The company, which is best known for publishing the Harry Potter series of books, has been investing some of the profits from that phenomenally successful series into boosting its digital footprint and that investment looks to be paying off, with Bloomsbury Digital Resources 2020 (BDR 2020) Academic & Professional revenues up 42% on a like-for-like basis, excluding the impact of the switch to the IFRS 15 accountancy reporting standard.
IBT, which was acquired in May, delivered £2.5mln of revenue and £0.4mln of profit before highlighted items for the first ten months of ownership.
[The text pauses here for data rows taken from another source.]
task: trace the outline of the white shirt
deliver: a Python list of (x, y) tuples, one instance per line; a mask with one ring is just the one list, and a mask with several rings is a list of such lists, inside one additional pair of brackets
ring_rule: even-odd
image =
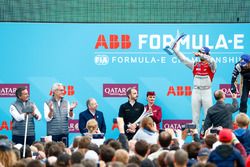
[[(60, 100), (57, 101), (57, 104), (58, 104), (58, 106), (60, 106), (61, 101)], [(70, 112), (70, 104), (69, 104), (69, 102), (68, 102), (68, 109), (67, 110), (68, 110), (68, 118), (73, 119), (74, 116), (75, 116), (75, 113), (73, 113), (72, 117), (69, 115), (69, 112)], [(50, 108), (49, 108), (48, 104), (44, 103), (44, 118), (46, 119), (47, 122), (50, 122), (53, 119), (53, 114), (52, 114), (52, 117), (50, 118), (49, 117), (49, 112), (50, 112)]]
[[(24, 103), (24, 105), (25, 105), (25, 103)], [(39, 112), (39, 110), (37, 109), (37, 107), (36, 107), (36, 105), (34, 105), (34, 107), (35, 107), (35, 114), (37, 115), (37, 120), (40, 120), (41, 118), (42, 118), (42, 115), (41, 115), (41, 113)], [(11, 114), (11, 116), (17, 121), (17, 122), (19, 122), (19, 121), (23, 121), (23, 120), (25, 120), (25, 113), (22, 113), (22, 114), (20, 114), (18, 111), (17, 111), (17, 109), (16, 109), (16, 107), (14, 106), (14, 105), (11, 105), (10, 106), (10, 114)]]

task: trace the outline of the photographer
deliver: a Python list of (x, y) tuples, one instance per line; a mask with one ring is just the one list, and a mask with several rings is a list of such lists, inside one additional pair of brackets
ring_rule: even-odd
[(24, 143), (25, 123), (28, 119), (27, 144), (35, 141), (35, 122), (42, 118), (36, 105), (29, 101), (29, 93), (26, 87), (19, 87), (16, 90), (16, 101), (10, 106), (10, 114), (13, 118), (12, 141), (16, 144)]
[(208, 109), (207, 116), (204, 122), (204, 132), (211, 126), (232, 129), (232, 114), (238, 110), (237, 95), (231, 93), (232, 104), (226, 104), (225, 93), (222, 90), (216, 90), (214, 92), (214, 98), (216, 104)]

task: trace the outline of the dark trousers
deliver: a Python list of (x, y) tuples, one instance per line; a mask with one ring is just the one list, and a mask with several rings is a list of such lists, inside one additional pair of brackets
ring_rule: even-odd
[(243, 80), (242, 95), (240, 99), (240, 112), (247, 113), (247, 100), (250, 91), (250, 80)]
[(66, 147), (68, 147), (68, 140), (69, 139), (69, 134), (60, 134), (60, 135), (52, 135), (52, 140), (53, 141), (62, 141)]
[[(18, 144), (18, 143), (23, 144), (24, 143), (24, 136), (12, 135), (12, 141), (15, 144)], [(35, 136), (27, 136), (27, 138), (26, 138), (27, 145), (31, 146), (34, 141), (35, 141)]]

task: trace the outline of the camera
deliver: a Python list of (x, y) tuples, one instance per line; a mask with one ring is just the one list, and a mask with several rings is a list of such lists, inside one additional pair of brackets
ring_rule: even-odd
[(212, 134), (219, 134), (219, 132), (220, 132), (220, 130), (217, 128), (210, 129), (210, 133), (212, 133)]
[(187, 123), (187, 124), (181, 125), (181, 130), (185, 130), (185, 129), (196, 129), (196, 124)]
[(65, 144), (65, 146), (68, 146), (68, 139), (67, 139), (67, 137), (62, 137), (62, 142)]

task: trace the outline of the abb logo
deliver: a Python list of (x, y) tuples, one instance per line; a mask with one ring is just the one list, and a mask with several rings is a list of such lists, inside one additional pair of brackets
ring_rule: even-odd
[(170, 86), (168, 88), (167, 96), (171, 94), (174, 96), (191, 96), (192, 89), (191, 86), (177, 86), (176, 88), (174, 86)]
[[(68, 96), (73, 96), (75, 94), (75, 89), (74, 89), (74, 86), (63, 86), (64, 87), (64, 91), (63, 91), (63, 94), (64, 95), (68, 95)], [(53, 92), (52, 90), (50, 90), (50, 93), (49, 93), (50, 96), (53, 95)]]
[(130, 36), (126, 34), (121, 35), (121, 39), (119, 41), (119, 37), (116, 34), (109, 35), (109, 46), (103, 34), (98, 36), (97, 42), (95, 44), (95, 49), (99, 49), (99, 47), (104, 47), (105, 49), (129, 49), (131, 47)]
[(2, 121), (2, 124), (0, 125), (0, 130), (12, 130), (12, 122), (10, 121), (10, 124), (8, 126), (7, 121)]

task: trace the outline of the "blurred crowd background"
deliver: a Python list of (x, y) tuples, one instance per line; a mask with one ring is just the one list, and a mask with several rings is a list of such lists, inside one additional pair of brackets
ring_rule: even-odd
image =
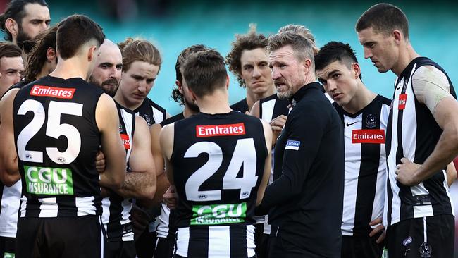
[[(9, 1), (0, 0), (3, 13)], [(314, 35), (317, 45), (331, 40), (349, 43), (357, 51), (363, 80), (371, 90), (392, 97), (395, 76), (378, 73), (364, 59), (354, 24), (361, 14), (376, 4), (373, 1), (185, 1), (185, 0), (47, 0), (51, 25), (73, 13), (89, 16), (100, 24), (113, 42), (127, 37), (150, 40), (159, 47), (163, 65), (149, 97), (172, 114), (181, 107), (170, 97), (175, 83), (175, 63), (178, 54), (194, 44), (216, 49), (223, 56), (230, 49), (235, 34), (245, 33), (249, 23), (259, 32), (276, 32), (289, 23), (304, 25)], [(407, 14), (410, 38), (415, 49), (441, 65), (458, 87), (458, 1), (391, 1)], [(245, 97), (245, 90), (231, 75), (230, 102)], [(457, 111), (458, 112), (458, 111)], [(458, 207), (458, 183), (452, 187)], [(458, 211), (455, 209), (456, 211)], [(455, 224), (458, 226), (458, 220)], [(458, 236), (458, 228), (457, 235)], [(458, 238), (455, 238), (458, 257)]]

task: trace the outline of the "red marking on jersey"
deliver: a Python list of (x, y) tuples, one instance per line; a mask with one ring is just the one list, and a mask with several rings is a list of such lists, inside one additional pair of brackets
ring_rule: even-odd
[(35, 85), (30, 90), (30, 95), (52, 97), (58, 99), (73, 99), (75, 90), (75, 88), (58, 88)]
[(407, 94), (400, 94), (399, 95), (399, 104), (397, 105), (397, 109), (402, 110), (405, 109), (407, 102)]
[(352, 143), (385, 143), (385, 130), (354, 130)]
[(124, 148), (125, 149), (130, 149), (130, 139), (129, 139), (129, 135), (123, 133), (120, 134), (120, 135), (121, 136)]
[(243, 123), (231, 125), (196, 125), (197, 137), (243, 135), (245, 134), (245, 125)]

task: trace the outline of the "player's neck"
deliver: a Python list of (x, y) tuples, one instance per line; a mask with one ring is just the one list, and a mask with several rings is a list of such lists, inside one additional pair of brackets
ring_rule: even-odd
[(346, 105), (342, 108), (349, 113), (357, 113), (369, 105), (377, 94), (370, 91), (362, 82), (358, 82), (358, 90)]
[(49, 75), (62, 79), (80, 78), (87, 80), (88, 65), (82, 62), (78, 56), (65, 60), (61, 59), (57, 63), (56, 69), (49, 73)]
[(420, 56), (420, 55), (415, 51), (409, 42), (406, 42), (403, 46), (402, 45), (400, 47), (401, 48), (401, 50), (400, 51), (397, 62), (391, 69), (391, 70), (398, 77), (412, 60)]
[(211, 94), (197, 98), (196, 102), (200, 111), (205, 113), (225, 113), (232, 111), (227, 90), (215, 90)]
[(127, 99), (127, 98), (125, 98), (124, 96), (123, 96), (123, 94), (120, 92), (120, 90), (119, 90), (119, 88), (118, 88), (118, 90), (116, 91), (116, 94), (115, 94), (115, 96), (113, 97), (113, 99), (114, 99), (120, 105), (132, 111), (137, 109), (139, 106), (142, 106), (142, 104), (143, 103), (143, 101), (139, 103), (130, 102)]
[(259, 99), (273, 95), (274, 93), (275, 86), (273, 85), (272, 85), (268, 90), (259, 94), (256, 94), (247, 88), (247, 104), (248, 104), (248, 110), (249, 111), (252, 111), (252, 108), (253, 107), (254, 102), (257, 102)]
[(183, 116), (185, 118), (187, 118), (188, 117), (195, 115), (198, 112), (195, 112), (192, 109), (190, 109), (186, 104), (185, 104), (185, 109), (183, 109)]

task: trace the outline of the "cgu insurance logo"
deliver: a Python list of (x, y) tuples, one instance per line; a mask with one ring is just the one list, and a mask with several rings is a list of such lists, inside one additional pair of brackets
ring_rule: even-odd
[(24, 166), (27, 192), (34, 195), (72, 195), (73, 180), (68, 168)]
[(218, 225), (245, 221), (247, 203), (194, 205), (191, 225)]

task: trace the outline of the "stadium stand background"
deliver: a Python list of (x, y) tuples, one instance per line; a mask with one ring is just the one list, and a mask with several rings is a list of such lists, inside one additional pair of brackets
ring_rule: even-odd
[[(7, 3), (0, 1), (1, 13)], [(392, 97), (395, 76), (391, 72), (378, 73), (371, 61), (364, 59), (354, 31), (357, 18), (376, 1), (48, 0), (47, 3), (51, 24), (68, 15), (83, 13), (99, 23), (114, 42), (126, 37), (153, 42), (162, 54), (163, 65), (149, 97), (172, 115), (181, 111), (170, 97), (175, 83), (175, 62), (181, 50), (191, 44), (204, 44), (225, 56), (234, 35), (245, 33), (251, 23), (257, 24), (258, 32), (268, 35), (289, 23), (304, 25), (315, 35), (318, 47), (331, 40), (349, 43), (357, 51), (365, 84), (377, 93)], [(409, 18), (410, 38), (416, 50), (440, 64), (458, 87), (458, 2), (392, 3)], [(232, 74), (229, 92), (231, 104), (245, 97), (245, 90)], [(456, 197), (457, 207), (458, 186), (452, 186), (452, 195)], [(455, 245), (458, 247), (458, 238)], [(458, 257), (458, 248), (455, 250)]]

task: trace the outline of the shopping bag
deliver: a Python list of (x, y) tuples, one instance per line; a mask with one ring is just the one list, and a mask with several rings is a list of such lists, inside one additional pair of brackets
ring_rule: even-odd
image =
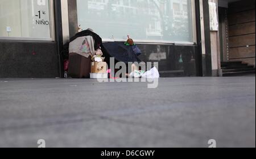
[(147, 71), (143, 73), (141, 78), (159, 78), (160, 74), (158, 69), (156, 67), (154, 67), (150, 70)]

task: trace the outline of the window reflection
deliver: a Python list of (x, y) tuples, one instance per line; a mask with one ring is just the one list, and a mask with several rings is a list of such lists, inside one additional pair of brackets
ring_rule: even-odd
[(191, 0), (78, 0), (79, 24), (104, 39), (193, 41)]

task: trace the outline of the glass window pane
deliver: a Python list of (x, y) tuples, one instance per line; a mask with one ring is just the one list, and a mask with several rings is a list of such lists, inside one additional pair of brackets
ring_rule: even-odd
[(193, 42), (192, 0), (77, 0), (79, 25), (104, 39)]
[(49, 0), (0, 0), (0, 37), (50, 38)]

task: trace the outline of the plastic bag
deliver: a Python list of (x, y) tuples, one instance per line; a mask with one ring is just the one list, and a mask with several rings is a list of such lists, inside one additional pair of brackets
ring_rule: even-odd
[(156, 67), (154, 67), (150, 70), (147, 71), (143, 73), (141, 78), (159, 78), (160, 74), (158, 69)]

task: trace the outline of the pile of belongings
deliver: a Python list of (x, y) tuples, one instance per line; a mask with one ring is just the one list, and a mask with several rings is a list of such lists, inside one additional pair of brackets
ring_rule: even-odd
[[(129, 40), (130, 39), (130, 40)], [(132, 39), (128, 39), (127, 43)], [(70, 39), (66, 43), (61, 52), (64, 58), (64, 70), (68, 70), (69, 53), (75, 52), (86, 58), (92, 56), (93, 61), (105, 61), (110, 65), (110, 57), (114, 57), (115, 63), (141, 62), (138, 56), (141, 51), (133, 42), (123, 44), (123, 42), (107, 42), (102, 43), (102, 39), (91, 29), (82, 31)], [(72, 46), (69, 48), (69, 46)]]

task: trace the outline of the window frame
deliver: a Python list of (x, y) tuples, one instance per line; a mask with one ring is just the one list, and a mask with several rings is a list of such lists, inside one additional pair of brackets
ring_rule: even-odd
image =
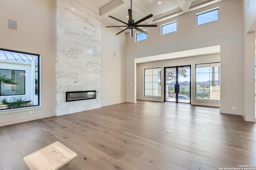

Consumer division proves resilient
With the previous financial year including the 20th anniversary of the first Harry Potter book, the consumer division was going up against tough comparatives.
Against that backdrop, the division's underlying profit eased to £10.7mln from £11.4mln, largely as a result of the Children's category seeing a decline in underlying profit to £9.8mln from £11.6mln the year before.
Nigel Newton, the chief executive of Bloomsbury, said the group had enjoyed “a very strong year”.
He noted: “We had an exceptional result in our Adult division, where profit before tax and highlighted items grew by £1.1mln, in a year in which we had many novels, works of narrative non-fiction and cookery titles including Fresh Start by Tom Kerridge, hit the bestseller lists in our core publishing area.
“Our strong financial position and excellent cash generation, with cash of £27.6 million and cash conversion of 128%, give us great opportunities for further acquisitions and investment in organic growth,” Newton added.
In early trading, Bloomsbury's shares were 0.4% higher at 235p.